I've been doing a fair bit of research on Marie Antoinette lately, a woman who, despite her foibles, friviolities, and frailties, was made the scapegoat of an era, always despised as an outsider (which was in fact the point of most arranged royal marriages), and derided by even her husband's eldest maiden aunt as L'Autrichienne (a mean-spirited pun on "the Austrian" as well as the French word for "bitch," chienne.)


Sure, she was a horrific spendthrift, but so was everyone else at court; and as Queen of France, not only was she expected to set the tone in fashion, but she was supposed to support the kingdom's various factories. "Buy local" was her mandate and so her extravagant purchases of Lyons silks, Alençon lace, and Sèvres porcelain--all of which were emulated by the nobility--was a way of keeping her subjects employed.


Scorn and derision were heaped upon Marie Antoinette's elaborately coiffed head even during her lifetime. It was often repeated that when bread was so scare that there was rioting in the streets, she callously remarked, "If they have no bread, then let them eat cake."


It made the broadsheets, and even the history books, but she never said it. In fact, the origin of the phrase remains in doubt. Although historian Antonia Fraser cites no attribution for her conjecture, she believes the phrase was uttered by another French queen, and another foreigner to boot, the Spanish born wife of Louis XIV, Marie-Thérèse, who was said to have remarked that if the peasants had no bread then let them eat the crust (croûte) of the paté. She she never used the word "cake" either (which is gâteau in French).

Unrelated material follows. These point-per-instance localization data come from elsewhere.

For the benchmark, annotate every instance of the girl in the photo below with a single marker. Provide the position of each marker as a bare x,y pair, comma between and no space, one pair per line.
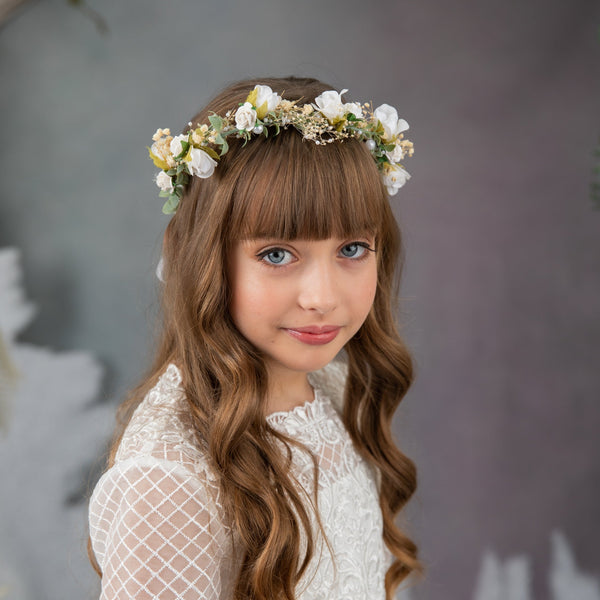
249,464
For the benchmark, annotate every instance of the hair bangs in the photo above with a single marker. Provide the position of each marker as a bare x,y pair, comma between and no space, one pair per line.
289,188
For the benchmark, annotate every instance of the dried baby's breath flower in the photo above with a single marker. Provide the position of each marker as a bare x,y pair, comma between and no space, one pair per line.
326,121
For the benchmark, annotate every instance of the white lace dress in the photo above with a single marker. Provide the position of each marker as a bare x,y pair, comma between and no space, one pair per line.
155,516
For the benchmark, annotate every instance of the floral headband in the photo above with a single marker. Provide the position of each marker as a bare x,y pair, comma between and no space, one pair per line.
197,152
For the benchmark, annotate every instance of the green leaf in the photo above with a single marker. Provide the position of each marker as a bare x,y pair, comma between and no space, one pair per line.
252,97
210,151
224,146
216,121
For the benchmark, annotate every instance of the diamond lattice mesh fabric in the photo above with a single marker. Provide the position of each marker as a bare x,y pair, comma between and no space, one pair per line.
157,525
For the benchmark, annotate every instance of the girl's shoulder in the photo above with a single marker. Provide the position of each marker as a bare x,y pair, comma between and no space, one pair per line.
331,381
160,427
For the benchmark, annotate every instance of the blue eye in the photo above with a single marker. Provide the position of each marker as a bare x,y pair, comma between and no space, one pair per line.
354,250
276,256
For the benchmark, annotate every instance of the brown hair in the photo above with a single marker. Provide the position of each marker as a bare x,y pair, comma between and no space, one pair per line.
280,187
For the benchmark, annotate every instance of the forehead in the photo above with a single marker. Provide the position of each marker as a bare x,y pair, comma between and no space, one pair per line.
287,188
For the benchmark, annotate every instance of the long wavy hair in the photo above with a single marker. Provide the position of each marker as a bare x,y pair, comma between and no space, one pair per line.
286,188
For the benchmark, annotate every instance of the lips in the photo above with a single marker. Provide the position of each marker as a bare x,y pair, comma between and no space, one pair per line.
313,334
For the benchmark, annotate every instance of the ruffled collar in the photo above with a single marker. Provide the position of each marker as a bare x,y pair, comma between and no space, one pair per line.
303,415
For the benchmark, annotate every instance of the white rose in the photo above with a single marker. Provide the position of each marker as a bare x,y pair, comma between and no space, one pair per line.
201,164
354,108
394,177
163,181
176,147
330,104
266,94
388,117
160,149
397,154
245,116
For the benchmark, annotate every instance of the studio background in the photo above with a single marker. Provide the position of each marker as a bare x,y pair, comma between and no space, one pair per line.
501,287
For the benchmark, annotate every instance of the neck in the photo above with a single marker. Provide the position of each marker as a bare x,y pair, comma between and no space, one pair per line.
287,389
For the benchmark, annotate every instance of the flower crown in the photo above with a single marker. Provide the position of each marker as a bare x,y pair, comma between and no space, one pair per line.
197,152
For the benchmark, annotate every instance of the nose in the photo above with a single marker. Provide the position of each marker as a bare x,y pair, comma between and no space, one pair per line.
318,288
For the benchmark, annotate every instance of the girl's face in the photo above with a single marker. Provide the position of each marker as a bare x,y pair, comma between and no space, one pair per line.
300,301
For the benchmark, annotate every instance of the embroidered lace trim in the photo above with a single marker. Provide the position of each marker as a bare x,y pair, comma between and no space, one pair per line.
156,520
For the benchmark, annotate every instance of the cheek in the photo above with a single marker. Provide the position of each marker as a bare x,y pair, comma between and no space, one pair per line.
366,291
254,299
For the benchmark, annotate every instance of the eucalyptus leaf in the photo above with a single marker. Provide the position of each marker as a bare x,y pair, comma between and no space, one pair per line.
210,151
158,162
224,147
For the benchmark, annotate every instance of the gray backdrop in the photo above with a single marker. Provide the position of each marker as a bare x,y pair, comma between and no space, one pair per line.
501,287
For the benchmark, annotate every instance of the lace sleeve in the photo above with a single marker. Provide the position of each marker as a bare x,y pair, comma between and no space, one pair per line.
156,533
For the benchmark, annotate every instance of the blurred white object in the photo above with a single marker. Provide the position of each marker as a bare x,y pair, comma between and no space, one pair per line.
508,581
566,581
54,434
511,580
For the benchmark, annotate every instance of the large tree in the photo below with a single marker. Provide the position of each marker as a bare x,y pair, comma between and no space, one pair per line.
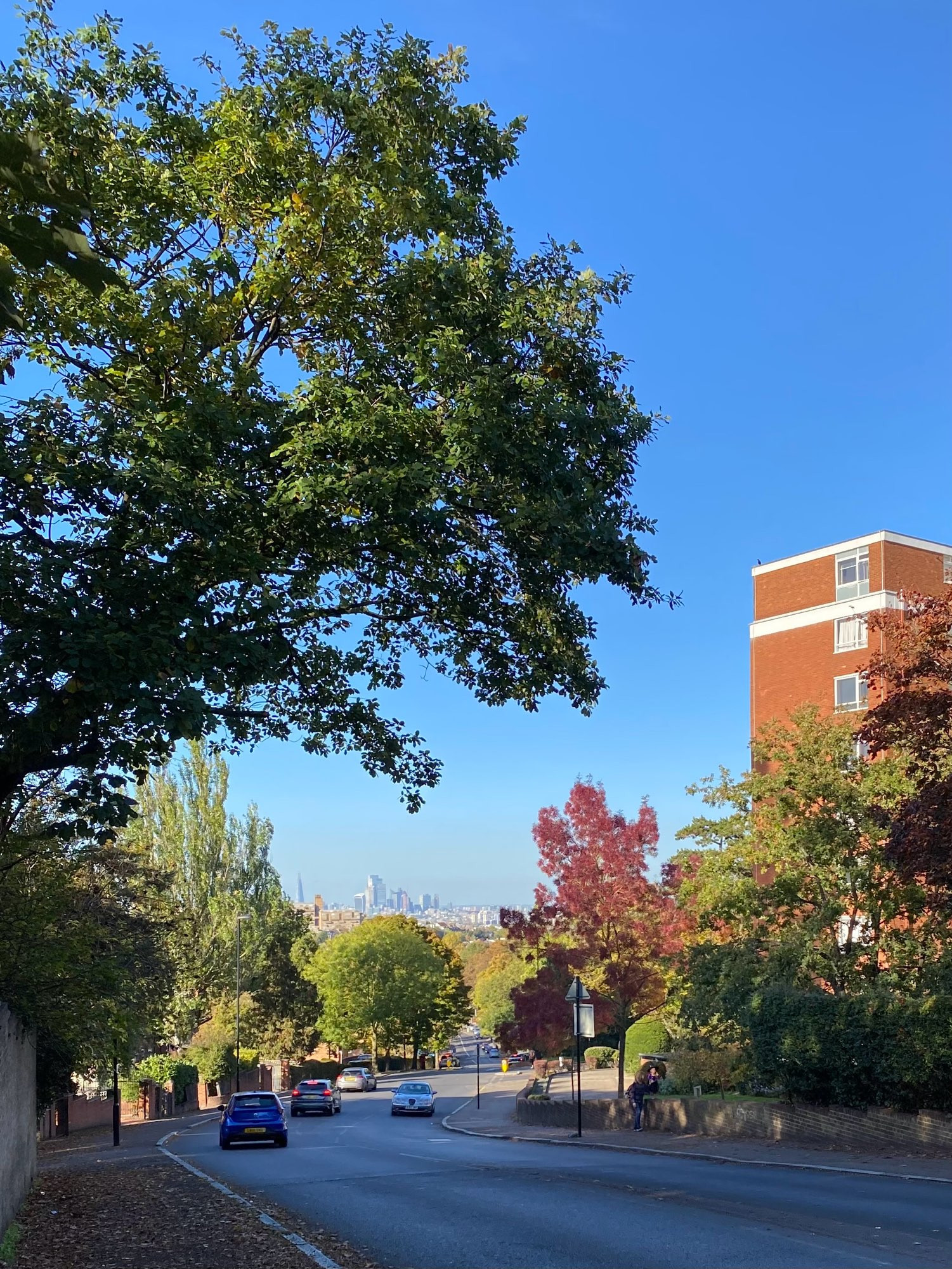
830,966
386,984
792,885
332,421
621,927
82,947
216,867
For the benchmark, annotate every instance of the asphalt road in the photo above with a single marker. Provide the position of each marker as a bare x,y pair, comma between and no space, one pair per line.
414,1195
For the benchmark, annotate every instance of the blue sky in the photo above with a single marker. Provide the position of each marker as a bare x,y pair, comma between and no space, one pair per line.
777,180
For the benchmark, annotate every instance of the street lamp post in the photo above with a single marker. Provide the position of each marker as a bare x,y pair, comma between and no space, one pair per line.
239,919
578,1042
577,994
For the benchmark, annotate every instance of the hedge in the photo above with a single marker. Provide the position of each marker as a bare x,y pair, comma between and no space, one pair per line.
854,1051
314,1070
645,1036
599,1056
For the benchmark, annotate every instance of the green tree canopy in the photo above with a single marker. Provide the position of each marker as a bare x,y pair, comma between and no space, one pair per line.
216,867
333,421
386,984
493,990
82,947
792,884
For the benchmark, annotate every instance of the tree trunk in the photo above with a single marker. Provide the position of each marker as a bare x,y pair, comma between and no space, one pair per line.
622,1037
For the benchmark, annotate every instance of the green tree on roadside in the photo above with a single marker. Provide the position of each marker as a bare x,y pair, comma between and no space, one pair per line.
330,421
82,949
389,984
492,996
216,867
810,951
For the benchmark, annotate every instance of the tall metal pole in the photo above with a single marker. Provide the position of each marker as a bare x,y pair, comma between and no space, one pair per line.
578,1040
117,1108
238,1007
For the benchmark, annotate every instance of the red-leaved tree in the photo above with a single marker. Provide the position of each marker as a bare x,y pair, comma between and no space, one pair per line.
914,715
602,917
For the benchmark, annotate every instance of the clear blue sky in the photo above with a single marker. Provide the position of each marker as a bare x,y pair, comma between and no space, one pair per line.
777,178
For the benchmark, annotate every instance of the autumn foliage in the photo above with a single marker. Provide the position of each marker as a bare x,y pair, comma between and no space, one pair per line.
601,917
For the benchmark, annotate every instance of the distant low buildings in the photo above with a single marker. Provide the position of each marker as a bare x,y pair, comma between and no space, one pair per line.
338,921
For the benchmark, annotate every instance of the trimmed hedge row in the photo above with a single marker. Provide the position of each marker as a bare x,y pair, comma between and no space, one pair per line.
854,1051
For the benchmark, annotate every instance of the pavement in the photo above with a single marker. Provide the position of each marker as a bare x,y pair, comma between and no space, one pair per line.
495,1119
409,1193
365,1190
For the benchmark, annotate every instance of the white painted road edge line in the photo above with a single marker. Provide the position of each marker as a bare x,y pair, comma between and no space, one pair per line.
686,1154
289,1235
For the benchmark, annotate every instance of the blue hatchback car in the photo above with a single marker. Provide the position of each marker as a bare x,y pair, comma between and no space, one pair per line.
253,1117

In book six of his autobiography, The Confessions, the noted philosopher, novelist, and radical, Jean-Jacques Rousseau referred to the infamous quote, also without attribution. He wrote:


"Enfin je me rappelai le pis-aller d’une grande princesse à qui l’on disait que les paysans n’avaient pas de pain, et qui répondit : Qu’ils mangent de la brioche. J’achetai de la brioche. ", which translates to: "Finally I recalled the worst-recourse of a great princess to whom one said that the peasants had no bread, and who responded: "Let them eat brioche"... [a savory roll often eaten at breakfast; the recipe is full of eggs and butter, and very rich-tasting.]


Although The Confessions was not published until 1782, the book were completed in 1769 when Marie Antoinette was merely a prepubescent Archduchess of Austria. She did not arrive in France until the spring of 1770 when she was all of fourteen years old, a roses-and-cream child whose only desire was to please her adopted family and kingdom. So Rousseau could not possibly have been fingering Marie Antoinette when he referred to "une grande princess."




Marie Antoinette in 1769 when she was 13 or 14 years old; the same year Rousseau finished his Confessions

Marie Antoinette was such a soft touch that she alone of the French royal family refused to trash the peasants' cornfields by riding through them during the hunt. True, in her nearly twenty years of marriage (before her incarceration in the Tuileries after the mob stormed Versailles in July, 1789), she should have ventured out among her people beyond the outskirts of Versailles and the environs of Paris. But she was more aware of the lives of the laborers than one gives her credit for; and, to quote a fairly recent US president, she did feel their pain.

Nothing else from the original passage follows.